The solution for this automation problem must be based on the languages described on the IEC-61131-3 standard, i.e. ladder diagrams, instruction list and structured text.

Annex B - 4x3 Keypad

The keypads that are used in the laboratory have 12 keys arranged in a 4x3 matrix (see the next figure). The terminology to be used in the laboratory is the following: the three columns are named by the digits 1,2,3 and the four lines by the letters a,b,c,d.

The next image shows the inside of a keypad. Notice that keypads can be made simply of contacts which are short circuited when someone presses a button. For example pressing key "eight" shorts the circuit of column 2 with line c. Most 4x3 keypads have 4+3 wires. Some, as the one shown in the figure bellow, can have also an 8th wire which will not be used in the project.

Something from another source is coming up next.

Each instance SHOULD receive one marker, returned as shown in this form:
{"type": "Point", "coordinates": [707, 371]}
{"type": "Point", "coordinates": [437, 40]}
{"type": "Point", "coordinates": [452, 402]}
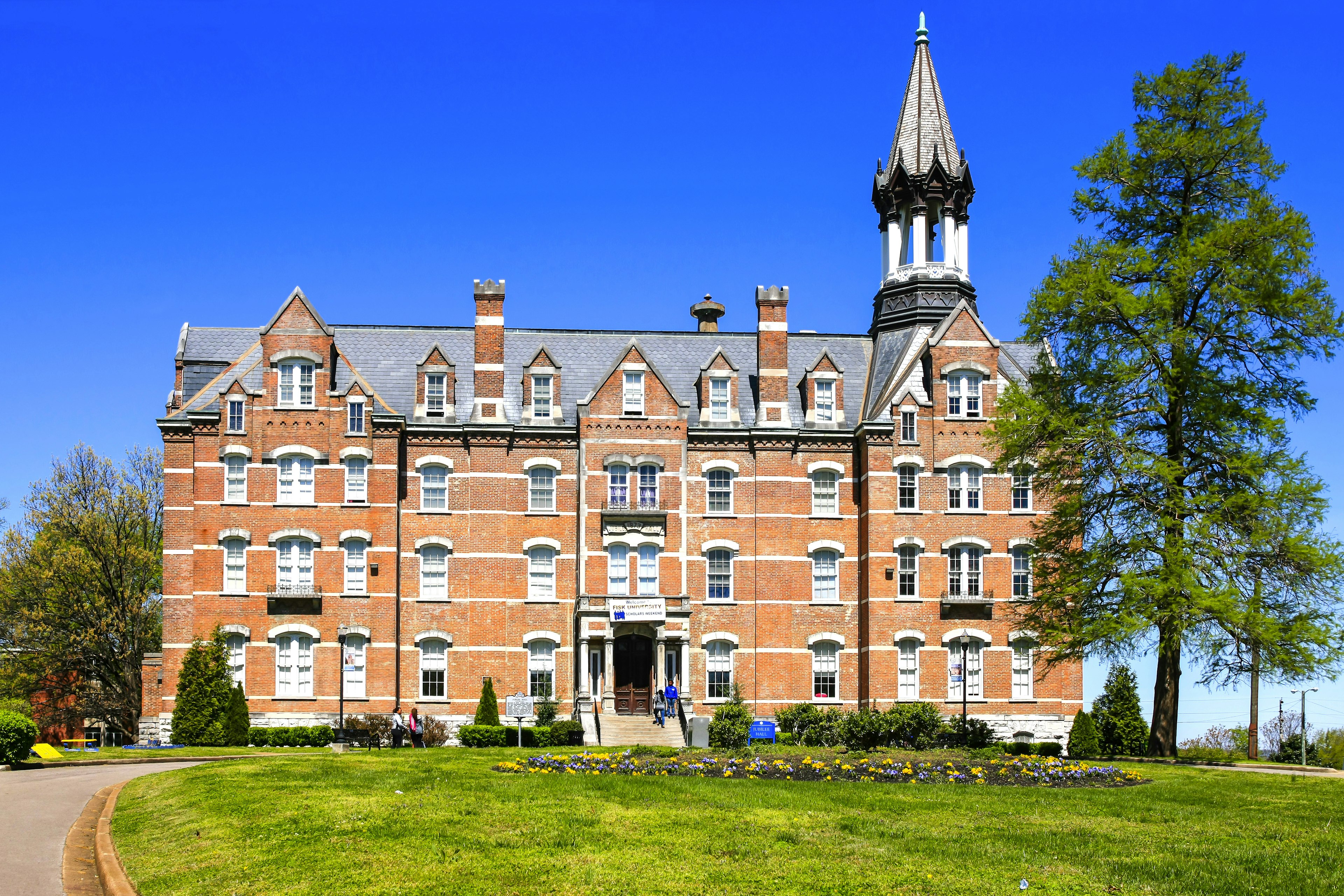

In this picture the pads with holes for wiring the keypad to a terminal (or a PLC) are marked, from left-to-right, 3,2,1,a,b,c,d. This sorting is not standard among manufacturers. In most cases columns and lines are mixed and unsorted as the base printed circuit boards are simpler. Every 4x3 keypad must be tested to identify the pads corresponding to the 3 columns and the 4 lines.

A possible algorithm for identifying the 3 pads that can act the columns and the 4 pads that can read the lines is the following:

- Choose 2 of the 7 pads of the keyboard and use the multimeter (ohmmeter) to verify that, after pressing all keys, the 2 chosen pads (i) can or (ii) cannot be short circuited.

- If case (i), i.e. the two chosen pads can be short circuited by a pressed key, then press another key in the same column and change one of the two selected pads to the other 5 positions. If the novel key is not identified, then return the changed pad to its original location and do the same 5 tests with the other pad. This procedure allows naming a pad as column 1, 2 or 3.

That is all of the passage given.